Uma vez que o atleta está educado, o diálogo com a arbitragem no campo melhora. E o entendimento do erro e do acerto também. Não tenho de ter contato direto com o jogador quarta e domingo, não é isso. É no início da competição, no meio, numa reta final. Em momentos pontuais."

Evitar o conflito entre atletas, dirigentes e técnicos com os profissionais da arbitragem é uma das diretrizes do trabalho. A melhora na comunicação e na tomada de decisão dos membros da equipe ajudará no andamento correto da partida.

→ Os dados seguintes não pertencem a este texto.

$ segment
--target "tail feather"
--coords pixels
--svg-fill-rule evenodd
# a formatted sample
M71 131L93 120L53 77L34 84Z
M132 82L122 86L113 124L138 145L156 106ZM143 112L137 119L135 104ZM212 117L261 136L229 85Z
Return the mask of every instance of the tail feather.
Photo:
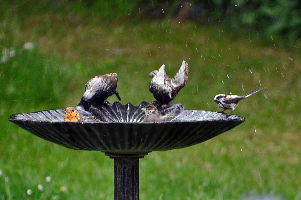
M259 88L259 89L256 89L256 90L254 90L254 91L253 91L253 92L249 92L248 94L246 94L245 95L244 95L243 96L244 97L245 97L245 98L247 98L247 97L250 96L251 96L251 95L253 95L253 94L255 94L255 93L256 93L256 92L259 92L259 91L260 91L261 90L263 89L265 89L266 88L266 87L263 87L260 88Z

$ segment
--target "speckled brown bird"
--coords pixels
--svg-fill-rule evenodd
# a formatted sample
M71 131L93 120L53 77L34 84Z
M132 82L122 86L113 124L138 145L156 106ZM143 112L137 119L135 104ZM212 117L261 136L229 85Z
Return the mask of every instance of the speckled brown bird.
M65 119L66 121L81 121L82 120L82 118L78 112L73 107L68 107L66 108L66 118Z
M109 97L115 95L119 101L121 98L116 91L117 87L117 74L111 73L99 75L90 79L86 83L85 93L80 102L87 110L91 105L103 105Z
M188 64L183 61L179 70L172 79L165 71L164 64L158 70L149 73L149 76L152 78L150 83L150 91L159 106L168 103L185 86L188 79Z

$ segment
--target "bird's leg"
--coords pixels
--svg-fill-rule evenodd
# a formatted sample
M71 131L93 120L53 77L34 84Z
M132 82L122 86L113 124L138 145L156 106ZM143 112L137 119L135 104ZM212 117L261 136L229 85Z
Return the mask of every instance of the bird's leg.
M116 95L117 97L117 98L118 98L118 100L119 101L121 100L121 98L120 97L120 95L119 95L119 93L118 93L118 92L117 91L115 91L115 93L114 93L115 95Z

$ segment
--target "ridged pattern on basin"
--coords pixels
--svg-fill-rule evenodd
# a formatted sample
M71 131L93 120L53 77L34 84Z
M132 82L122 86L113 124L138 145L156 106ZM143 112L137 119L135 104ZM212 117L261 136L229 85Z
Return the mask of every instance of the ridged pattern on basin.
M197 144L245 119L215 112L184 110L170 121L139 122L143 116L127 114L131 111L128 104L121 106L119 110L122 111L116 112L122 117L111 122L65 122L66 111L60 109L12 115L9 120L39 137L68 148L140 153Z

"Quando você explica para o clube, olha quando cabe a reclamação e quando não cabe, porque a arbitragem acertou, é um ganho também para o clube."

RODRIGO CORSI/FPF
Ana Paula, quando trabalhava na FPF

Futuro na CBF?

Ana Paula definitivamente não quer ficar longe da arbitragem. Quer contribuir para a evolução do Campeonato Brasileiro e da arbitragem e pretende voltar para um cargo de gestão.

No final de 2023, Ana foi desligada da presidência da Comissão de Arbitragem da Federação Paulista de Futebol (FPF). Ela diz que ainda não é o momento para buscar uma nova oportunidade na área, mas está se preparando para uma volta no futuro.

"Talvez eu vá mudar a forma, eu vou me reinventar, como eu estou fazendo, eu vou aprender, mas eu volto. Eu volto e vou ajudar muitas pessoas, e vou contribuir para o nosso Campeonato Brasileiro ainda, eu tenho certeza disso, desde que me permitam colocar algumas ideias em prática. Eu sei que o momento não é agora, não é para isso. Eu vou estudar o período que for necessário para quando a oportunidade bater à minha porta novamente, eu possa corresponder mais e melhor comparado ao que eu fiz em São Paulo."